By Wall Street standards, though, Agora is a remarkable success that has helped enrich K12 Inc., the publicly traded company that manages the school. And the entire enterprise is paid for by taxpayers.

Now, we've long been test score critics at OE. So I will accept the argument that test scores should not necessarily be the most important feature of a school. But if they are the motivation for shifting to private education then I'd at least like to see reasonable scores (after all, this is the reason for the existence of these options).

Nor is the fact that the schools are focusing on aggressive expansion reassuring:

Despite lower operating costs, the online companies collect nearly as much taxpayer money in some states as brick-and-mortar charter schools. In Pennsylvania, about 30,000 students are enrolled in online schools at an average cost of about $10,000 per student.

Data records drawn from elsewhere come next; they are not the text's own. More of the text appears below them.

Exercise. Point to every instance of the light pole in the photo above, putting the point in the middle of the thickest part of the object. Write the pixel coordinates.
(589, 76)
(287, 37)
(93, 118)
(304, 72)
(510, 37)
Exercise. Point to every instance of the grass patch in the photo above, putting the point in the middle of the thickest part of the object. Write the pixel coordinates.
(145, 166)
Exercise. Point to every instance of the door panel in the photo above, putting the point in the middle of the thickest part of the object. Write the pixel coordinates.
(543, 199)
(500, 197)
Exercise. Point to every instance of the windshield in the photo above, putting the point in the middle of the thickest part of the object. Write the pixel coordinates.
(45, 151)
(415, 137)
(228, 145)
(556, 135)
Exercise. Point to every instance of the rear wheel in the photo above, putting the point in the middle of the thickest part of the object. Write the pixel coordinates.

The state auditor general, Jack Wagner, said that is double or more what it costs the companies to educate those children online.

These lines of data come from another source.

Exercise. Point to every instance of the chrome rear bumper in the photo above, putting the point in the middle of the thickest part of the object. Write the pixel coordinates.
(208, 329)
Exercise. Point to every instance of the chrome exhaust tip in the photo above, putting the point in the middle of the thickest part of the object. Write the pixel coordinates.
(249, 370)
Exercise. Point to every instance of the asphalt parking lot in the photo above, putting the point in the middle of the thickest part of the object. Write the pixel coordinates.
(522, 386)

“It’s extremely unfair for the taxpayer to be paying for additional expenses, such as advertising,” Mr. Wagner said. Much of the public money also goes toward lobbying state officials, an activity that Ronald J. Packard, chief executive of K12, has called a “core competency” of the company.

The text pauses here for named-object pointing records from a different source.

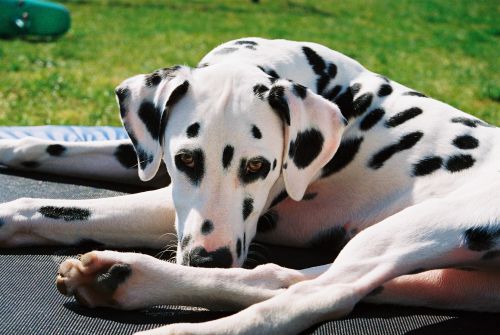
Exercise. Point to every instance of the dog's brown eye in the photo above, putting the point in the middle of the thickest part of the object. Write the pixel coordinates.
(254, 166)
(187, 159)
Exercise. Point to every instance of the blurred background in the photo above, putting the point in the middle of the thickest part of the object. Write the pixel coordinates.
(448, 50)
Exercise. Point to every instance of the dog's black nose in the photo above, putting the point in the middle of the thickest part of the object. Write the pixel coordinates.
(200, 257)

I think that it is concerning that a core competency of a large (and growing) private school is that it focuses on lobbying governments for money. If the main issue that we have with traditional public education is rent-seeking by teachers, how much worse is rent seeking by a corporation? After all, if teachers gain a small surplus per teacher that at least has a broad social impact. Clearly K12 has managed to avoid expensive teachers:

But online schools have negligible building costs and cheaper labor costs, partly because they pay teachers low wages, records and interviews show. Parents, called “learning coaches,” do much of the teaching, prompting critics to argue that states are essentially subsidizing home schooling.

At what point is the school simply letting the parent home school their children and accepting educational grant money for the purpose? This is a model that, I suspect, has a chance if and only if you have a stay at home parent that focuses on working with the child on education (or if sleep is an activity that you engage in only on weekends).

Now, I do not want to be a luddite. There may be a role for online education and this particular NY Times piece may not capture all of the nuances of K12 (the articles about traditional schools often has this issue as well). But this sort of business model has long been one of my major concerns about the push towards privatization of schools.

Smart comments from Matt Yglesias and Dana Goldstein are also worth reading.